– Да иди ты со своей стиркой, б…! – старик поперхнулся матерным словом, и заорал еще громче.

– Лучше за собой и своим хреном волосатым приберись!

– Где? Где прибраться? – Настя резво повернулась и вытаращила глаза.

– Да в ванной, всю испоганили. Хоть бы людей постеснялись! – Валентин Петрович ткнул пальцем в сторону Павла.

Павел пожал плечами и скривил губы: он и так ощущал себя единственным носителем разума в этой квартире, но таким явным признанием брезговал.

– Что в ванной? Чем я вас «достала»? Все время пальцем тычете.

– А то, что волосы твоего придурка там везде.

– Какие волосы! Что вы несете!?

– И это, как там у вас, у баб, с крылышками в ведре! Вонь на всю квартиру. Вонь! Вонь!

Настя не нашлась, чем ответить, и снова отвернулась, вся пунцовая.

А Валентин Петрович не унимался. Его, вероятно, «понесло», как когда-то, при внезапных ночных допросах, которые – не нужно умалять этот факт, были мучительны не только для заключенных, но и для самих следователей.

– Да я таких, как ты, на столе расстилал и пользовал в свое удовольствие… – кричал он, и крик разносился по кухне, коридору и терялся, глох в разорванных складках отставших от стен обоев.

Павел с неудовольствием заметил, что глаза старика наливаются кровью. Это было признаком бессонницы на пару недель, длительного ночного отхаркиванья, хватания за рукав и насильного усаживания к столу, к разговору о том далеком прошлом, которое для Павла было первой, а для Валентина Петровича последней страницей истории.
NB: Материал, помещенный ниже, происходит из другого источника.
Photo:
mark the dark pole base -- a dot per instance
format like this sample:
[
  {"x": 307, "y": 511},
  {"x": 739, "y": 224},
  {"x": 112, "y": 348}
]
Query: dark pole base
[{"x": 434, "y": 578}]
Валентин Петрович замолчал, чтобы перевести дыхание. Он широко раскрывал рот, выставив вперед плохо выбритый подбородок, и смотрел на Настю, на ее немного сутулую спину в пестром халате, как рассвирепевший бульдог. На миг установилась тишина, которую нарушили шаркающие шаги по коридору.

Это был гость Насти – длинный худой парень, возникший за спиной Валентина Петровича бесшумно, как привидение. Он попытался проскользнуть мимо старика, но был остановлен его сухой, но еще крепкой рукой.

– Куда прешь, подлец!

– Что? – спросил парень, остановившись и прижавшись спиной к дверному косяку.

Одет он был в джинсы и серую футболку поверх ремня. Павел, испытывавший почти научный интерес ко всем новым посетителям Насти, при взгляде на его тощую фигуру ощутил тошноту, как будто вошел в загаженный подъезд.

Валентин Петрович медленно повернул голову и всмотрелся в лицо парня своими серыми, мутными от старости глазами. Смотреть ему пришлось снизу вверх, но это его не остановило.

– Переспрашиваешь, гад? – со зверским удовлетворением спросил он, – вопрос, стало быть, непонятен?

Парень в свою очередь опустил глаза на Валентина Петровича, но промолчал. Он молчал и только хлопал длинными, почти девическими ресницами. При этом зрачки его темнели и дрожали, то сужаясь, то расширяясь. Это были зрачки не человека даже, это были черные пульсирующие дыры, через которые проливалась на мир, украшенный плодами труда человеческих рук, какая-то безрадостная, беспородная и бесприродная пустота. Павлу яростный взгляд бывшего следователя КГБ показался симпатичнее сухого и бессмысленного, как шорох пыли по асфальту, взора настиного приятеля.

Настя снова повернулась к старику.

– Отстаньте от него, – с отчаянием в голосе крикнула она, – он-то при чем?

– Я не при чем, – как слабое эхо повторил парень, вдавился в стену и выскользнул из-под руки Валентина Петровича, который, потеряв опору, чуть не упал, но ухватился за косяк и таким образом удержался на ногах.

– А ты за него не заступайся! Этот сопляк к тебе прилипнет, не оторвешь. Потом всю жизнь не отмоешься.